Many of these people are also politically dominant. Vladimir Putin is known to be heavily involved in offshore, Jeff Bezos owns the Washington Post, and J.B. Pritzker recently became governor of Illinois. Pritzker is taking a leaf from the Rockefeller book: members of this family have been at the top of American politics for a long time. Donald Trump is, of course, the most astonishing example. Trump is also an outlier; today most of America’s uber-rich are liberal progressives.
Almost all of these men have family offices looking after their wealth. To have a sense of the scope of family offices, consider: family offices in the US alone have 4 trillion in capital, whilst hedge funds—which service the nation’s retirement accounts—have close to 6 trillion (“Family Offices Blitz the Street”). Ernest & Young estimates there are about 10,000 family offices worldwide, half of which were set up in the last 15 years. Matters are accelerating.
Emerging is what one financier calls insti-viduals: founders of family fortunes so large that the families are becoming institutions, their capital able to rival banks, their reach able to shape media and the messaging of political parties.
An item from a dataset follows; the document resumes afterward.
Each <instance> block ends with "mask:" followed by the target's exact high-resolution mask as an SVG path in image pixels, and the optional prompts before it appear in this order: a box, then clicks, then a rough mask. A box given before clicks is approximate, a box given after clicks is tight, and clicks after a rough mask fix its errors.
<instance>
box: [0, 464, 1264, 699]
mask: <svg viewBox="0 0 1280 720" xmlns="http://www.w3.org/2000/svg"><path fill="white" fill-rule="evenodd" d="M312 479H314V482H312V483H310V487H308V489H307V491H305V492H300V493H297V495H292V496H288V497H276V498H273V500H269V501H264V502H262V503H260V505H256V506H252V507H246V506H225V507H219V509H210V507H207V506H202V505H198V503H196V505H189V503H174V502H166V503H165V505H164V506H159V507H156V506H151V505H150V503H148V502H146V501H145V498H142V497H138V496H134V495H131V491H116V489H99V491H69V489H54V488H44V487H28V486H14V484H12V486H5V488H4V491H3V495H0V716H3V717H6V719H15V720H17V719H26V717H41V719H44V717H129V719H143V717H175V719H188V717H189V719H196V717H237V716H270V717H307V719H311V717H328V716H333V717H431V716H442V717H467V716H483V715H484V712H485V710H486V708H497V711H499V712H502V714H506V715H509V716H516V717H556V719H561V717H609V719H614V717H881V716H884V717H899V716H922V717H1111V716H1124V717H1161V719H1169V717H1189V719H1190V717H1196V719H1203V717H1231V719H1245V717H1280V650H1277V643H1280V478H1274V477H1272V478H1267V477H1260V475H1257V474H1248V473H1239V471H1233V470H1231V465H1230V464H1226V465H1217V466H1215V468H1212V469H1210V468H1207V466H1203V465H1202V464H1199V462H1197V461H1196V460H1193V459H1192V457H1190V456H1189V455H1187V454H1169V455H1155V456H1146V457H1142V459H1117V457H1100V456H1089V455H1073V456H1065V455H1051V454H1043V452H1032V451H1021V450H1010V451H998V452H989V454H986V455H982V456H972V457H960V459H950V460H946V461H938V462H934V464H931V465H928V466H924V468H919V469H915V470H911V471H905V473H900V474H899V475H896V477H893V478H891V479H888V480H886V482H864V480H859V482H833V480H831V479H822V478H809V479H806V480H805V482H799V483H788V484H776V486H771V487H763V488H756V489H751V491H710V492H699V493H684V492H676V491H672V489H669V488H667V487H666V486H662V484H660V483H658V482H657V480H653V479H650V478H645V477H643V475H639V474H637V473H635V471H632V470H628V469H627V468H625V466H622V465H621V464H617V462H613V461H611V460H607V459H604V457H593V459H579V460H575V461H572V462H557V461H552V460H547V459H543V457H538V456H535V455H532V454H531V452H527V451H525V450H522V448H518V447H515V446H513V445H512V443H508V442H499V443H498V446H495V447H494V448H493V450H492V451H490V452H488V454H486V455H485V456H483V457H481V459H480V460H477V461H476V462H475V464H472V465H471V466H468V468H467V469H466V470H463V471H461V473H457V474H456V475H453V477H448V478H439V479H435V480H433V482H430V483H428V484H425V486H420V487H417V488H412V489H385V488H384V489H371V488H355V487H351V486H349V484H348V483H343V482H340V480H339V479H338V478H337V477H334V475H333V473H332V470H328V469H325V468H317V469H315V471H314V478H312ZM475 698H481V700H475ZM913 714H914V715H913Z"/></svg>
Insti-viduals blur Aquinas’ distinction between public and private authority, and thus befuddle the axiom that a healthy polity is one of public-officeholders serving the common, not private, good.
Oeconomicae et pecuniariae quaestiones ends with the warning that capital is now far outstripping income, pushing the value of work to the margins of the economy. “Consequently, work itself, together with its dignity, is increasingly at risk of losing its value as a ‘good’ for the human person” (section 30). A new, radical asymmetry between capital and labor is afoot, and the cost is political dignity supplanted by the command of insti-viduals.